You will see one approval card for the package, one for the job. Aggregate requests batch nicely; ask for the whole flow in one go.

Talking to the agent from a job

For jobs that need reasoning, the script shells out to the agent:

import subprocess

result = subprocess.run(
    ["pi", "-p", "Pull this week's keyword deltas, draft a 4-bullet Slack summary, post to #seo-weekly"],
    capture_output=True, text=True, timeout=600,
)
print(result.stdout)

With session = "continuous", the agent remembers what it said last week and can build on it.

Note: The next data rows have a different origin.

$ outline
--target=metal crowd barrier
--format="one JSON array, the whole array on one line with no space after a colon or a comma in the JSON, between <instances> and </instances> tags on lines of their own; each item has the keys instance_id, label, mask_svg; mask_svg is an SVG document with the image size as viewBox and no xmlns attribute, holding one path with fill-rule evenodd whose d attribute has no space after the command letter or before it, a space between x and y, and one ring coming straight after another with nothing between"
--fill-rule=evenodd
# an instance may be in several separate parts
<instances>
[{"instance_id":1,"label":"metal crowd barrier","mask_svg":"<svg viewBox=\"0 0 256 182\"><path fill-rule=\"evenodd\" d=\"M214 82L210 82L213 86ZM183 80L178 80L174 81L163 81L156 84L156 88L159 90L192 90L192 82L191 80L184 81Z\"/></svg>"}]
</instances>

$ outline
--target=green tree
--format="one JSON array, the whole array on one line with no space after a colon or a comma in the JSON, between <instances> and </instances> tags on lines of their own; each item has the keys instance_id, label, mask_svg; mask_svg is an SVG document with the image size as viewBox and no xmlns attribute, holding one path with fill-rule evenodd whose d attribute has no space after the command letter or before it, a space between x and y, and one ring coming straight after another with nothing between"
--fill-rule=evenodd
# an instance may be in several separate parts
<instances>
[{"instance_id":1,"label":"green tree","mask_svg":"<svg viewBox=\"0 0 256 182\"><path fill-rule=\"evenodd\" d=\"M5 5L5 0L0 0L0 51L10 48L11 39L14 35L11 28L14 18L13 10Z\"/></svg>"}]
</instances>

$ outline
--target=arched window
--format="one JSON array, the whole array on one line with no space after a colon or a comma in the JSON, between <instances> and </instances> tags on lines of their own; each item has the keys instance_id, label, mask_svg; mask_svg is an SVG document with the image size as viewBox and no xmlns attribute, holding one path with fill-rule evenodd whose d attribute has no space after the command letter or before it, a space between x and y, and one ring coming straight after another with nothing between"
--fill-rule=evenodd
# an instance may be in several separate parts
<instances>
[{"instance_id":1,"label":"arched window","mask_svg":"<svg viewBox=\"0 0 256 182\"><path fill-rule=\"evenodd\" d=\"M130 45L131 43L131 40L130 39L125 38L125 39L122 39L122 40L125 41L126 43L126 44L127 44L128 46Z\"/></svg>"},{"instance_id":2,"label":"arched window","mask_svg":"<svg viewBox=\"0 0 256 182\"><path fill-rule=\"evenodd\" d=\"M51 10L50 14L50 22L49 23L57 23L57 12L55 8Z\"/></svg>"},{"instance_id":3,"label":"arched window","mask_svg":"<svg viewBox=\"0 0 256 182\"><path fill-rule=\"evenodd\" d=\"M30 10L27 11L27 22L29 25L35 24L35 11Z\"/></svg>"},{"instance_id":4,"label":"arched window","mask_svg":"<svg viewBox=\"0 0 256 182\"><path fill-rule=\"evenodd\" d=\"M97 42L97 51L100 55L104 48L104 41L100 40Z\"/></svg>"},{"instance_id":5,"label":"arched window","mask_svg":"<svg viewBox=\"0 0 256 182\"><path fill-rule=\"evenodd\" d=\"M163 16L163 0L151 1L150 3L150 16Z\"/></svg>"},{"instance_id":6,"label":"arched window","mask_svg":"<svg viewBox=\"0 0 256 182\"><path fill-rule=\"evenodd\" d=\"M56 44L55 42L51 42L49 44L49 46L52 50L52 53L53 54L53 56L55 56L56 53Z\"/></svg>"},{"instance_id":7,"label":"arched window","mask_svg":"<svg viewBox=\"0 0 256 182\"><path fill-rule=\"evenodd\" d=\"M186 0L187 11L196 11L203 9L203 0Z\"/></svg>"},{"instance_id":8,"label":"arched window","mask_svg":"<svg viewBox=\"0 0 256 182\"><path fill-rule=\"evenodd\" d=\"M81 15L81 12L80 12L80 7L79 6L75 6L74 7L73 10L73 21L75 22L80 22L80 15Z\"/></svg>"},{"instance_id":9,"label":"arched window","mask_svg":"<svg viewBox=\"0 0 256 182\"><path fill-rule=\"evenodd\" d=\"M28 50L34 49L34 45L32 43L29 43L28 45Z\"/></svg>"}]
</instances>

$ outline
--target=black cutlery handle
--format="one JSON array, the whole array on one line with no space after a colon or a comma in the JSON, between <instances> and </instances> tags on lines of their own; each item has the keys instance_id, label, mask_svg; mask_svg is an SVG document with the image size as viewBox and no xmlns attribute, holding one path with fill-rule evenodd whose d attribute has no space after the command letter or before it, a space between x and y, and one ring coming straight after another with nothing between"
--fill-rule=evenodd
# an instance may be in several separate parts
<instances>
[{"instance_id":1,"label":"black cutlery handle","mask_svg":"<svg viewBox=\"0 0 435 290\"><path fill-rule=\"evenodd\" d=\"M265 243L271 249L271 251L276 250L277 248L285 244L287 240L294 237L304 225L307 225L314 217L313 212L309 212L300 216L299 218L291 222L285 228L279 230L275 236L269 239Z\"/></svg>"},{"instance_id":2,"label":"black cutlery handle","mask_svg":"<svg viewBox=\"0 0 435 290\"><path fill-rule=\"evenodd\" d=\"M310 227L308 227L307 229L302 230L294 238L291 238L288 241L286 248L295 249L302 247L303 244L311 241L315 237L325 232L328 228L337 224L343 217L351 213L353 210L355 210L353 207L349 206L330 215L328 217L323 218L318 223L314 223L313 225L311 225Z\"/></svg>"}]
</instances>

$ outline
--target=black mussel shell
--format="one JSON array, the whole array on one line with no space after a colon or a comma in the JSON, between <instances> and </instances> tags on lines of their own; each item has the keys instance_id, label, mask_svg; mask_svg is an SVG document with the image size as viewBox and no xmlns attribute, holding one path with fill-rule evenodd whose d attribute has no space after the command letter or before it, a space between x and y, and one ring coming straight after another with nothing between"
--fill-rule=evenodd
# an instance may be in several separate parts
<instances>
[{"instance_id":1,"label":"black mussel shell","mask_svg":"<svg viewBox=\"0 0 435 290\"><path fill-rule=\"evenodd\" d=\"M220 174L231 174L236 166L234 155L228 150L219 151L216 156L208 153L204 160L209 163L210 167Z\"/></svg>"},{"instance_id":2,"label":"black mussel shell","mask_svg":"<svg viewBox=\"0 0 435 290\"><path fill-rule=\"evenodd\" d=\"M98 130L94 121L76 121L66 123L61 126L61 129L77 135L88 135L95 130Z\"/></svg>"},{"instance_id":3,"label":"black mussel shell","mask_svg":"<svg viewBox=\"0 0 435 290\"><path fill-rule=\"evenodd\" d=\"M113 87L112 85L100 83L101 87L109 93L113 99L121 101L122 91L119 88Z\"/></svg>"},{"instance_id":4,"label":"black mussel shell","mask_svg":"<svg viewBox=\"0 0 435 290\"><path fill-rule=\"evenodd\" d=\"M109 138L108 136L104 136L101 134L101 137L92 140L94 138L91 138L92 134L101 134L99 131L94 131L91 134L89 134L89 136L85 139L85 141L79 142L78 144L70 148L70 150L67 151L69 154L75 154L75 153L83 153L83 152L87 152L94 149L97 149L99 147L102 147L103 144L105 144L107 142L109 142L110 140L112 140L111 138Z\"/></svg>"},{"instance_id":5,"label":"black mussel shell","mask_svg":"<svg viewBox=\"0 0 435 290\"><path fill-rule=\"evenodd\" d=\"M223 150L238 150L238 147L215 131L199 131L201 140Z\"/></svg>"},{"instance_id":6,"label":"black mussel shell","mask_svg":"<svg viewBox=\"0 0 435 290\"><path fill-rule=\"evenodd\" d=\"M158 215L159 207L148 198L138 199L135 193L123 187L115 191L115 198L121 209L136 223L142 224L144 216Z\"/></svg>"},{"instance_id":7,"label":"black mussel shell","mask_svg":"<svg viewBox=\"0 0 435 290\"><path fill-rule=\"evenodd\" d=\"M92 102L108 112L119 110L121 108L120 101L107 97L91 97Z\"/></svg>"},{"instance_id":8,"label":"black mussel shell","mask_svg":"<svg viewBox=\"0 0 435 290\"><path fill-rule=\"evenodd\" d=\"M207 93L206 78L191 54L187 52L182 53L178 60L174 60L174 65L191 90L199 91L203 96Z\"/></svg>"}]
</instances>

What jobs are running in this workspace

You can list them from the Jobs tab. As of this writing, the docs site itself is maintained by two:

  • Docs sync (every 30 min) — reads markdown from ~/workspace/docs/, renders to HTML, upserts into site_db so the public site can serve it.
  • Docs weekly digest (Mondays, gated to 10:00 Europe/Bucharest) — diffs the agent's memory, change log, and skills folder, asks the LLM what changed that customers should know about, and Slacks suggested doc edits to the maintainer.

Limits

  • A job times out after 1 hour. For longer work, split it into stages or write intermediate state to the database.
  • stdout and stderr are capped at 50 KB per run. Anything bigger should go to a file or database row.
  • Schedules are managed by the platform after approval. To change a schedule, the agent registers a new job and removes the old one. It does not silently edit cron.

Under the hood. Each job is a row in the platform's job table plus a crontab entry. The runner shells the script with stdin/stdout/stderr captured, sets a JOB_RUN_ID env var, and writes the run record back. If the script imports anything not installed system-wide, the run fails fast with a clear error in the run history.